The February vacancy rate survey saw the number of properties for rent in inner suburbs drop by 0.3 per cent, to 1.5 per cent.
“The falls have been most dramatic in the inner suburbs, hitting two-year lows,” REINSW president Malcolm Gunning said.
“The wider picture for Sydney highlights the need for investors to be encouraged to continue purchasing residential property.”
Overall vacancy rates fell by 0.2 per cent to 1.7 per cent, with middle suburbs dropping by 0.3 per cent to 2.0 per cent, and the outer suburbs down 0.1 per cent to 1.6 per cent.
“There is not enough stock available and this combined with the future threat of interest rate increases will see rises in rental prices,” Mr Gunning said.
However, recent development approvals could be an answer to the ever-tightening grip in the inner city.
Two large sites in Leichhardt will be turned into hundreds of houses, apartments and units, boosting the amount of available housing stock in this area of Sydney.
As a result, investors and homebuyers could see an improved level of affordability while being provided with a wide range of housing options to suit different needs and budgets.

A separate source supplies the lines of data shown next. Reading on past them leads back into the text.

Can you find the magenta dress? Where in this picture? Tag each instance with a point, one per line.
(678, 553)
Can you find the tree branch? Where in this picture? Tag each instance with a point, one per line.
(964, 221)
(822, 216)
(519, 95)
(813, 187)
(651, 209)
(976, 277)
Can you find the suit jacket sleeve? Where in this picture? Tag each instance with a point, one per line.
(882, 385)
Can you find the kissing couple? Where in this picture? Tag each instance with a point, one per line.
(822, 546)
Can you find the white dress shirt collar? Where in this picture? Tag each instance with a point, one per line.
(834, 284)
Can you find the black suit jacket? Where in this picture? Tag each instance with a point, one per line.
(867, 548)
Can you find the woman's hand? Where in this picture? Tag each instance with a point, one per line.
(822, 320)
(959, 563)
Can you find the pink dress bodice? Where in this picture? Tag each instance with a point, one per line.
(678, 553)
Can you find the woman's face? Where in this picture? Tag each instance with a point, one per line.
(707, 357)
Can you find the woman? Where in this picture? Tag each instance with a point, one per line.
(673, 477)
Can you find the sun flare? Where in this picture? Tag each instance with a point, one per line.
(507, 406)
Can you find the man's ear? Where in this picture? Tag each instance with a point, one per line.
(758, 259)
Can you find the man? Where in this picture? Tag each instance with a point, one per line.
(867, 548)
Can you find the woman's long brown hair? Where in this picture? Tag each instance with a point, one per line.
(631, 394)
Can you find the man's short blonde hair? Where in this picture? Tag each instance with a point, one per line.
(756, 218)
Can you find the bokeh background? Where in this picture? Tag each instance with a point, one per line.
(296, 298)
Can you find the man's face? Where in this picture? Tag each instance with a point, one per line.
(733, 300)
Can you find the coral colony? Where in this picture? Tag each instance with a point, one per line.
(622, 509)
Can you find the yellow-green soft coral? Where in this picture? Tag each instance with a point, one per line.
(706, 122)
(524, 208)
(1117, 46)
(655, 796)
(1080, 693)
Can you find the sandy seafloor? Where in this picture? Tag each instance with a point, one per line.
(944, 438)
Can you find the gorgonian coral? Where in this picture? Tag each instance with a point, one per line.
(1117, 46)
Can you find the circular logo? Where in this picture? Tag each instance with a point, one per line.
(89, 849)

Planning and Infrastructure deputy director general Stephen McIntyre also said approximately 13 of these units will be dedicated to affordable housing, giving lower income earners an opportunity to live in a thriving area with good amenities.
"A number of the buildings at the site are in poor condition and in a state of disrepair, while some are also vacant. The site revitalisation will benefit not only those who eventually live and work there, but the surrounding neighbourhood too,” he said.